Il Perù, il Paese sudamericano maggiormente colpito dalla pandemia dal punto di vista economico, vive in questi giorni anche una nuova emergenza sociale, causata dalla protesta dei lavoratori del settore agricolo.
Tre Presidenti in pochi giorni
Partita dalla regione meridionale di Ica, la protesta si è e via via estesa, durante la scorsa settimana, a tutto il Paese, provocando in qualche caso scontri violenti soprattutto dopo la destituzione di Martin Vizcarra e le “dimissioni irrevocabili” del suo successore, Manuel Merino. Ai due è succeduto Francisco Sagasti quale nuovo presidente peruviano. Le proteste delle settimane precedenti avevano portato alla morte di due giovani.

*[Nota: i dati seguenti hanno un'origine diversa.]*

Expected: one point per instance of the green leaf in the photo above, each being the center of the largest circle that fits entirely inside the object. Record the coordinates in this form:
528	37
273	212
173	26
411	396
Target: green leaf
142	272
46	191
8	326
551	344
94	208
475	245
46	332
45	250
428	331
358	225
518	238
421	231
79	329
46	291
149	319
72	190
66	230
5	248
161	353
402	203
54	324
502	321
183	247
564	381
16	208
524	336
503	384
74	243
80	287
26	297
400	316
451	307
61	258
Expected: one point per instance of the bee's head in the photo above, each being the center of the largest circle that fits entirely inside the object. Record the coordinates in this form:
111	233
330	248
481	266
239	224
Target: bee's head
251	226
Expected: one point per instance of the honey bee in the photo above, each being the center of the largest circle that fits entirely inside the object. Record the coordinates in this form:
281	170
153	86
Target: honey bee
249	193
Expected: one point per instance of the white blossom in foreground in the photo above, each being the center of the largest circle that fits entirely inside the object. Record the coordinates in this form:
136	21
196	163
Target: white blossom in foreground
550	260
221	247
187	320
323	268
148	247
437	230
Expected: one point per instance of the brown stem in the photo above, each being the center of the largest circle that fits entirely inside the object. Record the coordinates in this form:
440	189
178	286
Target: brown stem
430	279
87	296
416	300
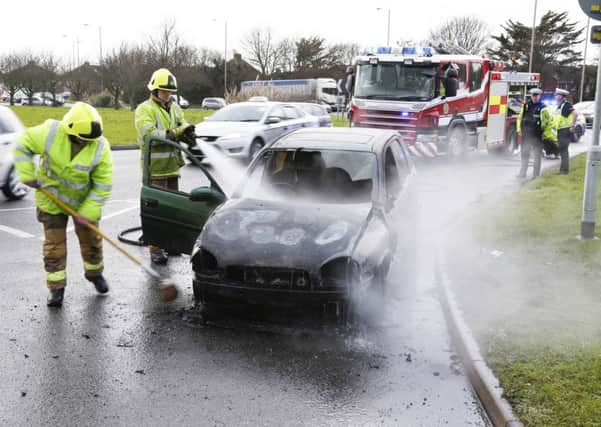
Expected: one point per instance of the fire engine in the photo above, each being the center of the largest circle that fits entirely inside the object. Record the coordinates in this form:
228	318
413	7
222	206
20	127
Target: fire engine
410	89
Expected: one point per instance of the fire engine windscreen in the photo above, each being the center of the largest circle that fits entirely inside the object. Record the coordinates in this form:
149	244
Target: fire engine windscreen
396	81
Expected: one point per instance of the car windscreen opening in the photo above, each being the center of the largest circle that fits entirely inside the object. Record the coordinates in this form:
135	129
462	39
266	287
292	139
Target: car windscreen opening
314	175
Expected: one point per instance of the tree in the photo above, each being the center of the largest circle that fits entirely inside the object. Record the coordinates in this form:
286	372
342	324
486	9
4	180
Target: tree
555	43
467	32
9	66
311	52
262	51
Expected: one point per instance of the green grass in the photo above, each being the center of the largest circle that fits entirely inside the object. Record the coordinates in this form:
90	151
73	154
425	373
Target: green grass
118	124
547	353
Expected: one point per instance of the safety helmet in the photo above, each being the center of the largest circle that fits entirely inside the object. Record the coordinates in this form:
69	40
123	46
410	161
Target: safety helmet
162	79
83	121
561	92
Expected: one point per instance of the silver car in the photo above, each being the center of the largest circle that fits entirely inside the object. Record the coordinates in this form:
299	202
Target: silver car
240	130
10	128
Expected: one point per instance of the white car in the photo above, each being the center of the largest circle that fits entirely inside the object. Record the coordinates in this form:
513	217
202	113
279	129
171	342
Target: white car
183	102
10	128
240	130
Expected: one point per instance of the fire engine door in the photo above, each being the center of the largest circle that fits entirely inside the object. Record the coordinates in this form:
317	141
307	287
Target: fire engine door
497	112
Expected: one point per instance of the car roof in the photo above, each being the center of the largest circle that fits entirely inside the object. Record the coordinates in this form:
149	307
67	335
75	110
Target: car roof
356	139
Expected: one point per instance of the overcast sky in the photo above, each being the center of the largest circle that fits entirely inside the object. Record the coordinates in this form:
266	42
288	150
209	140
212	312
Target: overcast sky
57	25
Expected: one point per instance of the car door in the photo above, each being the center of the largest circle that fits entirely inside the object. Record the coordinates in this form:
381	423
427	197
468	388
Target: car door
171	219
275	130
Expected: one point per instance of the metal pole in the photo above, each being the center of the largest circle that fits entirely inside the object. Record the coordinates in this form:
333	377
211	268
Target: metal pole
588	23
100	43
225	63
388	36
591	178
532	38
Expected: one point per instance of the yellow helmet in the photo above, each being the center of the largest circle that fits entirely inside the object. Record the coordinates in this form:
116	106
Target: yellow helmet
83	121
162	79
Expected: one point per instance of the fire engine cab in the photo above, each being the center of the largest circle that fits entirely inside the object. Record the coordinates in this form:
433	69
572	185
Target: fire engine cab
442	103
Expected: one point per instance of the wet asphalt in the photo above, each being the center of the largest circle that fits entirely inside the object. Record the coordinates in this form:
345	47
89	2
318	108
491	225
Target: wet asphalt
128	358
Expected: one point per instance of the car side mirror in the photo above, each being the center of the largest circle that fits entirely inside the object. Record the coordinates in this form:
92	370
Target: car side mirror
272	120
207	194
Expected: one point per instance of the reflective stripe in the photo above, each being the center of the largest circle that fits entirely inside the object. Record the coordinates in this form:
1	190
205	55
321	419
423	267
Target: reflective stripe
160	155
159	122
88	266
97	198
49	141
64	198
105	187
101	142
146	128
56	276
24	150
66	182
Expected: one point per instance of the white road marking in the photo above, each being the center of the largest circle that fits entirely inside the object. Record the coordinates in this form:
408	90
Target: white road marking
15	232
33	207
104	218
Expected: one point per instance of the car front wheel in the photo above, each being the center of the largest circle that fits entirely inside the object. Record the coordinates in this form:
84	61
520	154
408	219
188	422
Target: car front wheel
14	189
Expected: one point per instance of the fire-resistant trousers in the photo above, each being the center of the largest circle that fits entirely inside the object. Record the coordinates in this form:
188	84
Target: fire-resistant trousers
55	249
564	136
171	183
534	145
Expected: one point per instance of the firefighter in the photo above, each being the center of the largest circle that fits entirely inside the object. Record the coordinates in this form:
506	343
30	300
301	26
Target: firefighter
534	124
76	166
565	117
161	117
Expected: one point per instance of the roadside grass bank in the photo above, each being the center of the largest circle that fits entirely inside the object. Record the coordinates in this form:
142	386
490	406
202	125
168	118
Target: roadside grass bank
531	293
118	124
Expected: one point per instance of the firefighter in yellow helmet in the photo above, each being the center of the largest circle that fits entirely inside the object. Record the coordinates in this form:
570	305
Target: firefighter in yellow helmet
161	117
76	166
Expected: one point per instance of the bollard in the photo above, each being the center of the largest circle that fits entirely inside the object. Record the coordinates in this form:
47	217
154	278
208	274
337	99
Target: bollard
591	187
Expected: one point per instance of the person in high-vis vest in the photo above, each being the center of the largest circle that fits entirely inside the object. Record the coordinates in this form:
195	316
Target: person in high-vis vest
565	123
76	166
159	116
534	124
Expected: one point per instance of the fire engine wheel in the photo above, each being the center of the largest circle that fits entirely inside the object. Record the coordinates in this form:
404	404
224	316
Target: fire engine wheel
456	145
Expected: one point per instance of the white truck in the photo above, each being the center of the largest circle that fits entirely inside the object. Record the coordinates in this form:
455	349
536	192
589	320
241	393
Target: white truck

La nota della Conferenza episcopale peruviana
La Conferenza episcopale peruviana, in una nota ripresa dal Sir, afferma di guardare “con preoccupazione agli ultimi eventi in diverse parti del Paese, a seguito della lunga crisi che ha colpito il settore agricolo del nostro Paese”.
“Comprendiamo – hanno scritto i vescovi del Perù – che ci sono rivendicazioni legittime da parte della popolazione attiva, ma non dobbiamo consentire o sostenere la promozione della violenza e la mancanza di rispetto per i diritti degli individui e delle aziende. Siamo convinti che il dialogo sia l’unico modo per risolvere i problemi. Chiediamo quindi a tutte le parti, lavoratori, imprenditori e rappresentanti dello Stato, di promuovere gli spazi e le decisioni necessarie per raggiungere un accordo che metta fine al caos, ma anche alle varie forme di sfruttamento lavorativo”.
Secondo i vescovi, “è urgente che il Congresso della Repubblica riveda attentamente il quadro normativo del lavoro agricolo, al fine di sviluppare una legislazione che consenta la generazione di lavoro con condizioni e salari dignitosi, garantendo una società più giusta, più premurosa e con maggiore benessere”.